Image source: Qualcomm Technologies

«By contacting any retailer, you can find out that the main problem for them is the high return rate,” an Intel representative described the situation with the expansion of PCs based on Arm-compatible processors. Most often, this happens because things that are familiar to the user simply do not work on such PCs, as Michelle Johnston Holthaus added.

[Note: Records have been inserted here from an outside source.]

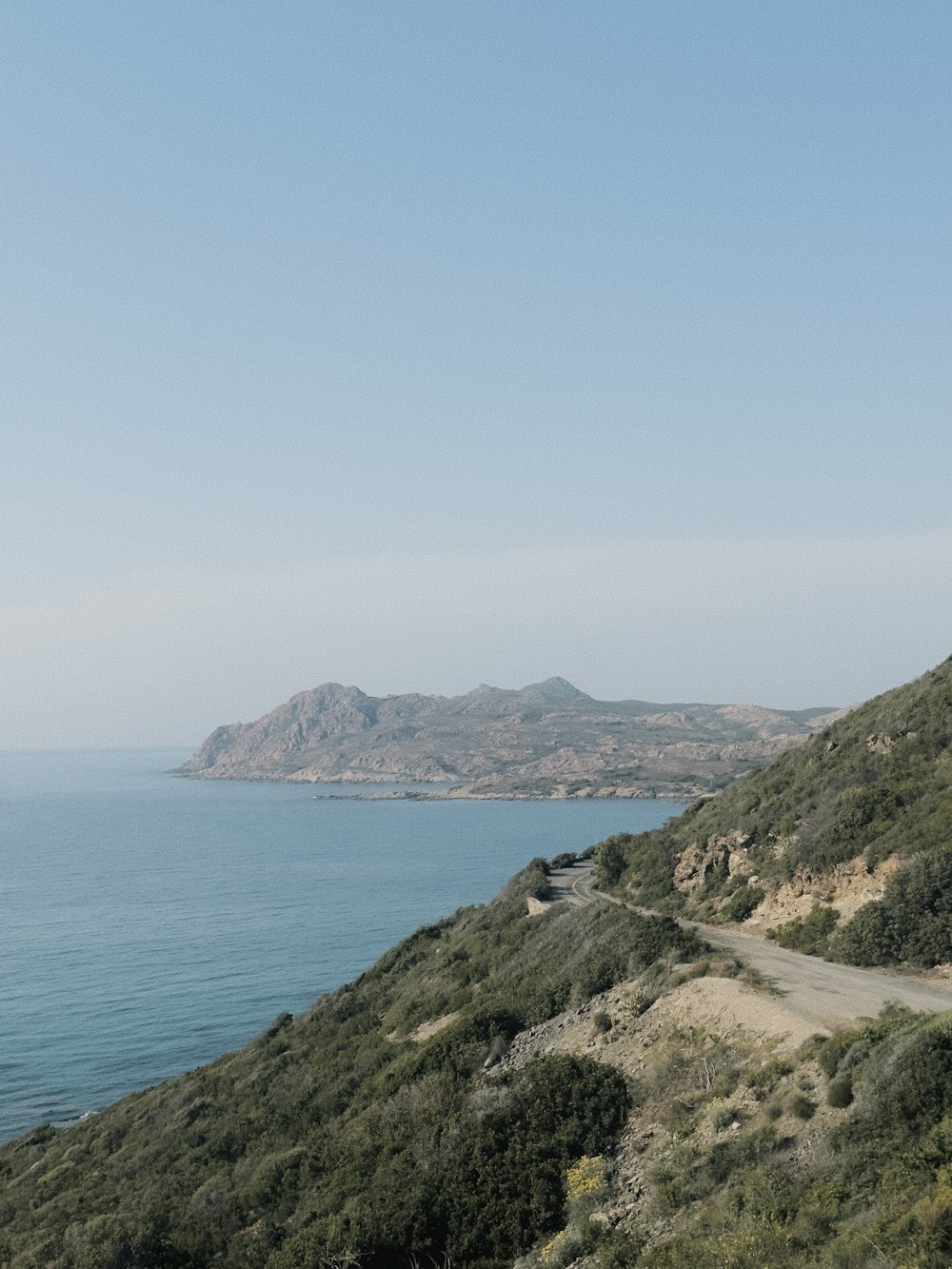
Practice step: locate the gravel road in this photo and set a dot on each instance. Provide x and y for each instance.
(818, 991)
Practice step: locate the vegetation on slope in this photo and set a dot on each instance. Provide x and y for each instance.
(876, 783)
(347, 1132)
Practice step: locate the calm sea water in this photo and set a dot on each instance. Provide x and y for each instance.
(149, 924)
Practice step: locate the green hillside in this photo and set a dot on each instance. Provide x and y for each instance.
(524, 1086)
(875, 784)
(345, 1131)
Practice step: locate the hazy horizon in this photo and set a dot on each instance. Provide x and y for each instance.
(422, 346)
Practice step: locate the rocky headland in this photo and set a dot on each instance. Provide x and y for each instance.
(545, 740)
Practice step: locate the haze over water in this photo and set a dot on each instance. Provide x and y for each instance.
(149, 924)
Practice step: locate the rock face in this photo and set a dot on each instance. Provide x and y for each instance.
(545, 740)
(696, 862)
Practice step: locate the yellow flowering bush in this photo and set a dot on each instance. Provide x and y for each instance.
(586, 1180)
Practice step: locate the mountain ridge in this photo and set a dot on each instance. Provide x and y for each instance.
(547, 739)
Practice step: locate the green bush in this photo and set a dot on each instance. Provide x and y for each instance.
(840, 1093)
(810, 933)
(743, 902)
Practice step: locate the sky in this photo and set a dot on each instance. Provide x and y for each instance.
(422, 344)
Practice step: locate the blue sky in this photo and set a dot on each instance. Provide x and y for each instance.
(425, 344)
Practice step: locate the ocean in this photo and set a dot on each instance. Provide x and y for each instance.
(150, 922)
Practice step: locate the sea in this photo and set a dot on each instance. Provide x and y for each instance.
(150, 922)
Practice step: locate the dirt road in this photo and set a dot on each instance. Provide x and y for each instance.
(818, 991)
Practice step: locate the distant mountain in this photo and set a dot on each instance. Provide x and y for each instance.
(545, 740)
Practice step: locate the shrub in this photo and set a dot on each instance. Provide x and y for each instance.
(840, 1094)
(810, 933)
(803, 1107)
(744, 902)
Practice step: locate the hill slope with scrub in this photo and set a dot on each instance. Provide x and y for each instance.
(540, 1084)
(843, 845)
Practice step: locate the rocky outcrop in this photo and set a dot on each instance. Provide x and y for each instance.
(697, 863)
(545, 740)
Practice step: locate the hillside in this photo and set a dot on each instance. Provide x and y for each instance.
(843, 845)
(579, 1088)
(545, 740)
(535, 1084)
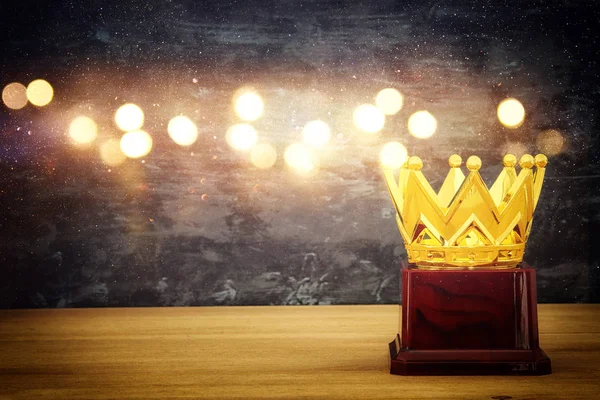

Independent statistics say that Arm-compatible processors occupy about 10% of the PC market, but the bulk of them are Apple-branded, implying the presence of their own software ecosystem. In the case of computers designed to run Windows, the share of Arm-compatible processors is much smaller. For example, at the end of the third quarter, Qualcomm processors of the Snapdragon X Elite family occupied no more than 0.8% of the PC market. At the same time, Qualcomm management hopes that in a few years Arm-compatible processors in general will occupy up to 50% of the client PC market. According to Intel representatives, so far a significant percentage of laptops based on such processors are returned to stores after purchase.

Intel management is aware that Apple has done a lot of work to distribute its Arm-compatible processors to the market. Michelle Johnston Holthaus admits that Arm will get more than it has now, but there will be serious barriers along the way: “We will have more competitors than ever, with new competitors entering the market in 2025.”